IoT向け回線の選び方 コスト、接続形態、セキュリティ…何を基準にする?

近年、DXや業務効率化のためにIoTに取り組む企業が増えている。

IDC Japanが2021年4月に発表した国内IoT市場産業分野別予測では、2020年の国内IoT市場におけるユーザー支出額は6兆3125億円。2020~2025年の年間平均成長率は10.1%で推移し、2025年には10兆1902億円に成長する見込みだ。

IoTの導入・検討の本格化に伴い、IoT向け“回線”の需要も増加している。MVNOでもIoT向け回線は好調だ。MM総研の国内MVNO市場の調査結果(2021年9月末時点の実績)によれば、2022年3月末時点の独自サービス型SIM市場は1255万回線に達する見込み。MNOのサブブランドやオンライン専用プランの進展、楽天によるマイグレーションの影響を受けてスマートフォン用途の回線数は純減するものの、IoT用途は今後も市場拡大が予想されており、2024年3月末にはIoT市場向け回線の比率は53.3%に達する見通しだ(図表1)。

図表1 独自サービス型SIM市場予測

図表1 独自サービス型SIM市場予測

しかしIoT回線を提供する企業は多い。これからIoTに取り組もうという企業は、多様なIoT回線の中からどのように選べばいいのだろうか。

IoT回線を提供する企業は?IoT回線はスマホの回線と同様、MNO(移動体通信事業者)やMVNO(仮想移動体通信事業者)が提供している。

IoT回線へのニーズは多様だ。柔軟な回線メニューを用意するMVNOは多く、MVNOも選択肢に含めることで、IoT回線の選択肢の幅を大きく広げることができる。

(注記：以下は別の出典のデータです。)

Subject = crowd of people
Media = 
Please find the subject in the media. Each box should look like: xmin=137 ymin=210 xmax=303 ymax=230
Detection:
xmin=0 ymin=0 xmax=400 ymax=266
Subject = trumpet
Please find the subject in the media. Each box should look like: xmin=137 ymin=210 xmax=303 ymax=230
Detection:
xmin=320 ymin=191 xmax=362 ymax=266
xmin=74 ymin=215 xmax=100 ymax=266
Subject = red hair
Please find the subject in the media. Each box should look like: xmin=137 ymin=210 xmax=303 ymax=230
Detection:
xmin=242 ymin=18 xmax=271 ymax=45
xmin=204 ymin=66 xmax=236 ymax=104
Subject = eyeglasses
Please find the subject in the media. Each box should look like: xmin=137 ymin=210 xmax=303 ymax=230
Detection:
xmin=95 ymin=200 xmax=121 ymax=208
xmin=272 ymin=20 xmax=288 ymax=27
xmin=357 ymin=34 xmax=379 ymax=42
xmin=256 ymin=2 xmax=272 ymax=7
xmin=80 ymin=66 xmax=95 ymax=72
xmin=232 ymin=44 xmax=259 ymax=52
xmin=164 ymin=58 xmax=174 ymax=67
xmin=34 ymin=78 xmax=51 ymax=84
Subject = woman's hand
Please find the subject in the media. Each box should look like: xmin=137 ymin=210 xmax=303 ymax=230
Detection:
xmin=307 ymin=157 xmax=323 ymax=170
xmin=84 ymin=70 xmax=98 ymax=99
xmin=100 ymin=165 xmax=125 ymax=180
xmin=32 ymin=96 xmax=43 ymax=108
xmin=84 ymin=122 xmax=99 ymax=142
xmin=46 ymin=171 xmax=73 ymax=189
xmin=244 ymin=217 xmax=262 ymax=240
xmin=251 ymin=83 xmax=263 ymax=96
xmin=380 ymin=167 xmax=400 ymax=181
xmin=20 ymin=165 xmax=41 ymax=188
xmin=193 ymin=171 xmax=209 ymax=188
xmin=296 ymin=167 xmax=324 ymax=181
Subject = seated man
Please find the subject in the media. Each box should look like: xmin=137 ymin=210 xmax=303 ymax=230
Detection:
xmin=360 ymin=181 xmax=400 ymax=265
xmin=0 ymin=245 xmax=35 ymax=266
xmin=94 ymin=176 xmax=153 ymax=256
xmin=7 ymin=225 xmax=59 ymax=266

各社で提供されているメニュー/プラン、標準機能、オプション、管理画面や連携しているプラットフォーム、フォロー体制などは千差万別。自社のニーズを整理し、何を優先するかを決めて比較検討する必要がある。

通信規格と料金体系IoT向けの回線は、サービスによって従量課金のもの、定額のものがある。

使わない期間に維持費を抑えられるプランを用意しているサービスもある。例えばBIGLOBEモバイルには、SIMカードの納品からデータ通信を行うまでに期間が空く、もしくは特定の時期しかデータ通信を行わないユーザー向けに、月額200円の「0ギガプラン」がある。マイページからプラン変更すると翌月からデータ通信ができるようになる仕組みだ。オプテージが提供する「mineo法人」は「在庫戻し」という機能を備えており、一時的に使わなくなったSIMを月額200円で維持できる。

規模の大きいIoTプロジェクトでは、SIMが手元に届いてから展開するまでに時間がかかり、通信を開始するまで期間が空くことも多い。mineo法人はそんなケースに対応できるよう、最初にデータを流すまで、最大180日間月額課金されない「アクティベーション猶予」機能を備える。ソニーネットワークコミュニケーションズスマートプラットフォーム(以下、SNCスマートプラットフォーム)の「MEEQ」でも、コンソールからアクティベートするまで1カ月は料金の発生を猶予してくれる。

また、どの通信規格が使えるかも確認しておいた方がいいだろう。LTE/3Gはほとんどのサービスが提供しているが、LTE-MやELTRESなどのLPWAや、5Gに対応したSIMを提供しているところもある。